论文标题
当地血统推论的深度学习分类器
A deep learning classifier for local ancestry inference
论文作者
论文摘要
局部血统推论(LAI)确定了一个人基因组的每个部分的祖先,并且是多种同胞医学和人口遗传研究的重要一步。 LAI已使用了几种技术,包括隐藏的马尔可夫模型和随机森林。在这里,我们将LAI任务作为图像分割问题制定,并使用带有编码器解码器体系结构的深卷积神经网络开发新的LAI工具。我们使用来自五个大陆祖先中每一个的982个未混合个体的完整基因组序列训练我们的模型,并使用从同一人群中选择的另外279个个体得出的模拟混合数据进行评估。我们表明,我们的模型能够将混合物作为一项零击任务学习,产生的祖先作业几乎与现有金标准工具RFMIX的祖先分配相同。

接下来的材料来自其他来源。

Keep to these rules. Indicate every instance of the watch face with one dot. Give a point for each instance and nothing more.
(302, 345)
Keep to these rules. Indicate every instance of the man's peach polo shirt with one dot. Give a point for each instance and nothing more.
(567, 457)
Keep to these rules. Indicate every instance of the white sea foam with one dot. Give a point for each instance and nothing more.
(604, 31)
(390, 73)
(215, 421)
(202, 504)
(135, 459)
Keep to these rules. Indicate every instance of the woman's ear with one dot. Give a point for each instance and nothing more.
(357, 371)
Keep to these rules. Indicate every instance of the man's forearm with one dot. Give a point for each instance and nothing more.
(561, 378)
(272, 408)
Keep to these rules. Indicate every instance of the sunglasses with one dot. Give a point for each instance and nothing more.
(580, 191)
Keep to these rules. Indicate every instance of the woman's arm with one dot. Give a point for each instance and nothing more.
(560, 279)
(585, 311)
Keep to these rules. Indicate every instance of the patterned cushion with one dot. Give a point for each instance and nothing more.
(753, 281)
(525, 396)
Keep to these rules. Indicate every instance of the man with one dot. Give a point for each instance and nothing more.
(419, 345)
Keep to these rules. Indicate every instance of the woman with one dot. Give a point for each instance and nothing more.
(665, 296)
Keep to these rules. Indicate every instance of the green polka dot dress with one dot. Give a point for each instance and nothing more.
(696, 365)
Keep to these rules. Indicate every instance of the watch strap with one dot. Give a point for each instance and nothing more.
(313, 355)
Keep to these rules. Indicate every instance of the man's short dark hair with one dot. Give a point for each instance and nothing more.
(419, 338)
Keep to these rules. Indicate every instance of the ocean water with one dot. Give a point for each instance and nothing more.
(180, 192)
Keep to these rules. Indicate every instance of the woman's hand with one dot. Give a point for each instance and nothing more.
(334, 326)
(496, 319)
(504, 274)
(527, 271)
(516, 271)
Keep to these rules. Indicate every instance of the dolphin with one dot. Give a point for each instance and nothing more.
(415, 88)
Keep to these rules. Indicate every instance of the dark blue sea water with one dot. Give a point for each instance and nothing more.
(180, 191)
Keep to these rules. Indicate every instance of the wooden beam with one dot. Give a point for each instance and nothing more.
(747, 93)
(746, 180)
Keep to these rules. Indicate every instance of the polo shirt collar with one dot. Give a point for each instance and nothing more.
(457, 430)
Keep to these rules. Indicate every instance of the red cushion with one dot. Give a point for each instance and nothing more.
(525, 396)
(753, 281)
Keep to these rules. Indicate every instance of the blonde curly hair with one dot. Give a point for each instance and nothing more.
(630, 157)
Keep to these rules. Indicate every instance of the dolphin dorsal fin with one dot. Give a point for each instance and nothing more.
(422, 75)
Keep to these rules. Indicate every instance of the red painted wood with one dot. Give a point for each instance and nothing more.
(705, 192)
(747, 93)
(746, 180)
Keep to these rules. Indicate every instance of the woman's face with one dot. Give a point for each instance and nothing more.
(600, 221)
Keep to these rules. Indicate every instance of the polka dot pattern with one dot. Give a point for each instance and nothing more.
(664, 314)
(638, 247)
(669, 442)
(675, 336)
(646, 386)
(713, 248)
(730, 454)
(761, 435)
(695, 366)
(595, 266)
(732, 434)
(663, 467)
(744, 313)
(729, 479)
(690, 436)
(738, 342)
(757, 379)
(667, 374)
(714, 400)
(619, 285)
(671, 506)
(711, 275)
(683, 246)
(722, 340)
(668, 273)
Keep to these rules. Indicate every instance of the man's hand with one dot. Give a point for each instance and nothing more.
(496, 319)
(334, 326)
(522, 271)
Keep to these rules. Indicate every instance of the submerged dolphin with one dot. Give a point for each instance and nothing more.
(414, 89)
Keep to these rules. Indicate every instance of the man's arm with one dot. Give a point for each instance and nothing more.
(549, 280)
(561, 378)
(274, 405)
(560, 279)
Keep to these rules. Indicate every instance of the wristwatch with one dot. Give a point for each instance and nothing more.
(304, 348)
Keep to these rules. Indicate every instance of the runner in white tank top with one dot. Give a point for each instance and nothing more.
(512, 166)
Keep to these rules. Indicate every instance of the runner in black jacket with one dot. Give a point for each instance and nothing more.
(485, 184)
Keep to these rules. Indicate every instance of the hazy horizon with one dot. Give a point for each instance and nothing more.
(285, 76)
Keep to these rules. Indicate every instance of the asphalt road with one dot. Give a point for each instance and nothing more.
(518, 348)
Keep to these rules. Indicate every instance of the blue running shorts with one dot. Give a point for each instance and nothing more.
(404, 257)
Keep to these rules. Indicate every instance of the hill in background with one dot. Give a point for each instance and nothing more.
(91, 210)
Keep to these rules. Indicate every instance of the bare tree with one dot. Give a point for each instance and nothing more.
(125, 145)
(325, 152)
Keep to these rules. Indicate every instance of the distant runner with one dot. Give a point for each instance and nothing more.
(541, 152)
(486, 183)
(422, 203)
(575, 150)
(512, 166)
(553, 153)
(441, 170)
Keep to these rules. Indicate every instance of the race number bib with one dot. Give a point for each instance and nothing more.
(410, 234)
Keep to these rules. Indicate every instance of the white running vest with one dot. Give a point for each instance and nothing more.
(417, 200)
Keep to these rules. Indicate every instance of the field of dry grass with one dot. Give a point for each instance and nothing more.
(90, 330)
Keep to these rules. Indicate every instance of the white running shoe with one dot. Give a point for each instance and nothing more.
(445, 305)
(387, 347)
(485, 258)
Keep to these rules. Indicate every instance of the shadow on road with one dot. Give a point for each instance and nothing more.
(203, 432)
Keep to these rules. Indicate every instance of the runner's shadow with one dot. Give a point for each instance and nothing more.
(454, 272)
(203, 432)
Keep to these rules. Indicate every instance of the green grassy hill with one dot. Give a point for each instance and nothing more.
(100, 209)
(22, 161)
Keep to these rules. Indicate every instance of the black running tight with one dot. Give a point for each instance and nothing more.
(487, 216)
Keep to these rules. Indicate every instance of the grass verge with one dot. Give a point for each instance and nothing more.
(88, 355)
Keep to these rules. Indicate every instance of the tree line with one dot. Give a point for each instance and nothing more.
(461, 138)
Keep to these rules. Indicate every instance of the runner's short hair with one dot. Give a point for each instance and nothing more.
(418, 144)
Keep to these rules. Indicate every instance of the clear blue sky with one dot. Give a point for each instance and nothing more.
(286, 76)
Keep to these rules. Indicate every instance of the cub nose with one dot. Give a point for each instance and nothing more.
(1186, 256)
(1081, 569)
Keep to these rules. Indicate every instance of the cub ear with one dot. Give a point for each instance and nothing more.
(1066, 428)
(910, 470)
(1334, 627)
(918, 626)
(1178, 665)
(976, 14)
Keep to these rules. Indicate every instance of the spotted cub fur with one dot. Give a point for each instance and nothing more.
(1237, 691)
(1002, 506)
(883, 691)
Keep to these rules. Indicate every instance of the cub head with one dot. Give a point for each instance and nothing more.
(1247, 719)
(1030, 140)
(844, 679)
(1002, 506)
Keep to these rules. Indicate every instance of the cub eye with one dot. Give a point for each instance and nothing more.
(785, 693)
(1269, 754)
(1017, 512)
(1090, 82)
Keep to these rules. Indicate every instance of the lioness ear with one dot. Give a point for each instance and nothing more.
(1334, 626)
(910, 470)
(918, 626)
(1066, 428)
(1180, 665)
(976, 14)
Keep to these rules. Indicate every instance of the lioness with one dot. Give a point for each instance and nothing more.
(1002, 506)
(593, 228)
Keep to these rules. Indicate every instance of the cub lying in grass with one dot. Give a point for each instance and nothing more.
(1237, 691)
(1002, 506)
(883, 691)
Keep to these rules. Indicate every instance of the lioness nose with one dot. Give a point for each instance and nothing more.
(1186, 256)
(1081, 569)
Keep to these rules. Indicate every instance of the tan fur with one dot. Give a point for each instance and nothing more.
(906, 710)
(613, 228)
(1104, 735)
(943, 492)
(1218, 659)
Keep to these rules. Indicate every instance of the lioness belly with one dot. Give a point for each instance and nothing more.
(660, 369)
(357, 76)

Local ancestry inference (LAI) identifies the ancestry of each segment of an individual's genome and is an important step in medical and population genetic studies of diverse cohorts. Several techniques have been used for LAI, including Hidden Markov Models and Random Forests. Here, we formulate the LAI task as an image segmentation problem and develop a new LAI tool using a deep convolutional neural network with an encoder-decoder architecture. We train our model using complete genome sequences from 982 unadmixed individuals from each of five continental ancestry groups, and we evaluate it using simulated admixed data derived from an additional 279 individuals selected from the same populations. We show that our model is able to learn admixture as a zero-shot task, yielding ancestry assignments that are nearly as accurate as those from the existing gold standard tool, RFMix.